After remaining static for many decades, the character of Superman was dissected and deconstructed for the modern age in “Man of Steel.”

Zack Snyder has been constantly challenging the character of Superman from his super highs to his super lows. While the fans of the classic version of the icon seem to not recognize the key aspects of him in the Snyderverse, there are also dedicated fans who would defend and insist on the essence of Superman that is found in Snyder’s Superman saga.

We know Superman from many different mediums. We know him from the comics, the movies, the animated shows, the podcasts, or simply due to his popularity. Fans know him to be a light-hearted, hopeful hero who is very firm with his morals and, most importantly, as a friend. Thanks to Richard Donner and Christopher Reeve’s legendary “Superman: The Movie” (1978), we now live in a world where superhero movies are the general audience cinema.

When “Man of Steel” came out, it gave us a very grounded view of what Superman is. Most fans of the character did not recognise this interpretation as Superman calling Snyder’s take “too dark and edgy,” “depressed,” “wrathful evil God” or “an irresponsible alien.. And none of them are wrong. But none of them are right either. It’s all a matter of perspective. Perspectives are subjective.

When Zack Snyder set out to make “Man of Steel,” he was strict about reinventing the comic character. He wasn’t going to bring in the suits from the old films or the iconic theme by John Williams. He was intending to do everything from scratch.

Superman is the beginning of all superheroes. Zack Snyder understands that responsibility. One might skip out on a movie about a lesser known superhero but no one misses out Superman. And hence, the biggest responsibility to come from that popularity is the influence.

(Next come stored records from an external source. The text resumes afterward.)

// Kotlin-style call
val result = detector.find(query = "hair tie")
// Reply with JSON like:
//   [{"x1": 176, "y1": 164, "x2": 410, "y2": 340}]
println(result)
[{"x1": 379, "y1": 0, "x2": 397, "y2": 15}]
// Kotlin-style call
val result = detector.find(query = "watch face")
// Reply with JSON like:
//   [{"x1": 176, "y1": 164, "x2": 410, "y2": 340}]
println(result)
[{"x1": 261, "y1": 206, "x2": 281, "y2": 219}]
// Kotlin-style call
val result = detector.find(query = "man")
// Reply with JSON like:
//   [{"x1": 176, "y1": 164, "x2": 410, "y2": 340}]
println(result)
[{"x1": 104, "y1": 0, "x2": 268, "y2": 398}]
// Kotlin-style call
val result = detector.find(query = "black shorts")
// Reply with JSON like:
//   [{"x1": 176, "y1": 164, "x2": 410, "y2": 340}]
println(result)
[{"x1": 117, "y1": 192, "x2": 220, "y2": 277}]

A panel from “Superman Smashes the Klan” (2019) by Gene Luen Yang. Photo courtesy of DC Comics

Superman over the generations has reflected the prevailing values of society at the time, starting with him being a symbol of truth and justice to him being the symbol of hope to him being the person who believes in the “American way” or “a better way,” he has served as a representation of the generations through the ages. Movies from the 1980s were upbeat, and that’s where Superman’s tone came to be solidified for a long while.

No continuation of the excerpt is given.